Hématologie-Immunothérapie, Institut du Cancer Avignon-Provence, Sainte Catherine, Avignon, France.
Faculté de Médecine Montpellier, Université de Montpellier, Montpellier, France.
Front Immunol. 2022 Jul 19;13:919489. doi: 10.3389/fimmu.2022.919489. eCollection 2022.
Dysregulated interleukin (IL)-6 production can be characterised by the levels present, the kinetics of its rise and its inappropriate location. Rapid, excessive IL-6 production can exacerbate tissue damage in vital organs. In this situation, therapy with an anti-IL-6 or anti-IL-6 receptor (IL-6R) monoclonal antibody, if inappropriately dosed, may be insufficient to fully block IL-6 signalling and normalise the immune response.
We analysed inhibition of C-reactive protein (CRP) - a biomarker for IL-6 activity - in patients with COVID-19 or idiopathic multicentric Castleman disease (iMCD) treated with tocilizumab (anti-IL-6R) or siltuximab (anti-IL-6), respectively. We used mathematical modelling to analyse how to optimise anti-IL-6 or anti-IL-6R blockade for the high levels of IL-6 observed in these diseases.
IL-6 signalling was insufficiently inhibited in patients with COVID-19 or iMCD treated with standard doses of anti-IL-6 therapy. Patients whose disease worsened throughout therapy had only partial inhibition of CRP production. Our model demonstrated that, in a scenario representative of iMCD with persistent high IL-6 production not controlled by a single dose of anti-IL-6 therapy, repeated administration more effectively inhibited IL-6 activity. In a situation with rapid, high, dysregulated IL-6 production, such as severe COVID-19 or a cytokine storm, repeated daily administration of an anti-IL-6/anti-IL-6R agent, or alternating daily doses of anti-IL-6 and anti-IL-6R therapies, could neutralise IL-6 activity.

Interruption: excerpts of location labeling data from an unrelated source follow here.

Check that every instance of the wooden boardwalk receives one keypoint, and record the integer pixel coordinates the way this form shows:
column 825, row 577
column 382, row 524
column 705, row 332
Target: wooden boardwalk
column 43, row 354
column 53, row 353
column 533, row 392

In clinical practice, IL-6 inhibition should be individualised based on pathophysiology to achieve full blockade of CRP production.
EUSA Pharma funded medical writing assistance and provided access to the phase II clinical data of siltuximab for analysis.
白细胞介素(IL)-6 产生失调的特征可以是存在水平、其升高的动力学及其位置不当。快速、过度的 IL-6 产生会加剧重要器官的组织损伤。在这种情况下,如果剂量不当,使用抗 IL-6 或抗 IL-6 受体(IL-6R)单克隆抗体治疗可能不足以完全阻断 IL-6 信号传导并使免疫反应正常化。
我们分析了 COVID-19 或特发性多中心 Castleman 病(iMCD)患者接受托珠单抗(抗 IL-6R)或西妥昔单抗(抗 IL-6)治疗后 C 反应蛋白(CRP)的抑制情况 - IL-6 活性的生物标志物。我们使用数学模型来分析如何优化抗 IL-6 或抗 IL-6R 阻断以应对这些疾病中观察到的高水平 IL-6。
接受标准剂量抗 IL-6 治疗的 COVID-19 或 iMCD 患者的 IL-6 信号传导抑制不足。在整个治疗过程中病情恶化的患者仅部分抑制 CRP 产生。我们的模型表明,在代表 iMCD 的场景中,持续存在的高水平 IL-6 产生不受单次抗 IL-6 治疗控制,重复给药更有效地抑制 IL-6 活性。在快速、高、失调的 IL-6 产生情况下,例如严重的 COVID-19 或细胞因子风暴,每日重复给予抗 IL-6/抗 IL-6R 药物,或交替每日给予抗 IL-6 和抗 IL-6R 治疗,可中和 IL-6 活性。
在临床实践中,应根据病理生理学个体化进行 IL-6 抑制,以实现 CRP 产生的完全阻断。
EUSA Pharma 资助了医学写作援助,并提供了西妥昔单抗的 II 期临床数据供分析。